I’d picked on the JJ Hotel in Wan Chai after a fairly exhaustive search. Accommodation in Hong Kong is among the most expensive in Asia, but I wasn’t prepared to stay in a shoebox in Kowloon’s fire-trap Tsim Sha Tsui ‘mansions’. Wan Chai is one of the cheaper areas and our room at the JJ was big enough to avoid tripping over our luggage and gave us a fridge and kettle, but it did seem a little strange at first to be in a hotel that was actually 4 floors of an office block.
|Loving Hut - unpromising from the outside...||...but fine inside|
But that’s the way Hong Kong is. The basement of our block was a supermarket, invisible from the street except for a sign at the top of the stairs. Restaurants were hidden on upper floors of buildings, accessed via anonymous, unmanned lobbies and elevators. On our 2nd evening, after a day spent exploring the local neighbourhood, we found a bright, clean, welcoming vegan café, the Loving Hut, up two flights of a grotty staircase. Dishes on the menu were a bit pricey, but for HK$58 you could have the ‘meal deal’, of rice, three dishes from a selection of six, and soup. Since the dishes were unfamiliar we just took one of each and swapped our trays halfway through the meal.
On our first day we explored more of the area around the hotel. Wan Chai has something of a reputation as an area of seedy bars and clubs, but we only saw a few of these on Lockhart Road, and they were closed during the day. Otherwise it seemed like a workaday area of shops and offices frequented by ordinary (ie not wealthy) residents, but there were signs of creeping regeneration – in a few years it might not be such a bargain.
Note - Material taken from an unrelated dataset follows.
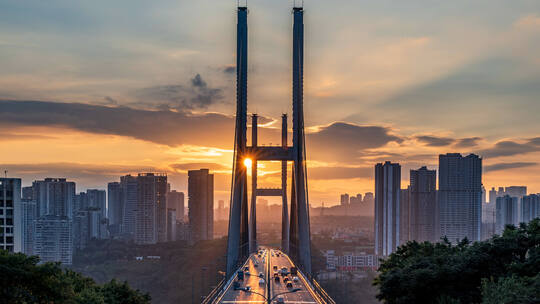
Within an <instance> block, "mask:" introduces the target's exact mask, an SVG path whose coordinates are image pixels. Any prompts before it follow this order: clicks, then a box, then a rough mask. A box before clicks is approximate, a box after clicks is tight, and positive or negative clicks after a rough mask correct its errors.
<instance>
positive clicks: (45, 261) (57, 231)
mask: <svg viewBox="0 0 540 304" xmlns="http://www.w3.org/2000/svg"><path fill="white" fill-rule="evenodd" d="M71 225H72V222H71V219H69V218H68V217H67V216H59V215H44V216H41V217H40V218H38V219H37V220H36V228H35V241H34V252H35V254H37V255H39V257H40V259H41V261H43V262H62V263H64V264H68V265H69V264H71V261H72V253H73V240H72V230H71V229H72V227H71Z"/></svg>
We stayed local the following day too, heading to the Convention Centre overlooking the harbour. We’d hoped to get a nice view, but there was a jewellery convention taking place so much of the centre was accessible only to ticket holders. But we managed to find the ferry terminal, which had recently moved. After a lunch of rice and something in Uncle 4, we made do with dumplings for dinner. The staff in 8 Way spoke no English but there was English on the tick-box ordering form, so it was simple enough, and by now we knew that we’d find eating implements and condiments in a drawer set into the end of the table. But round, slippery dumplings and chopsticks is a tricky combination!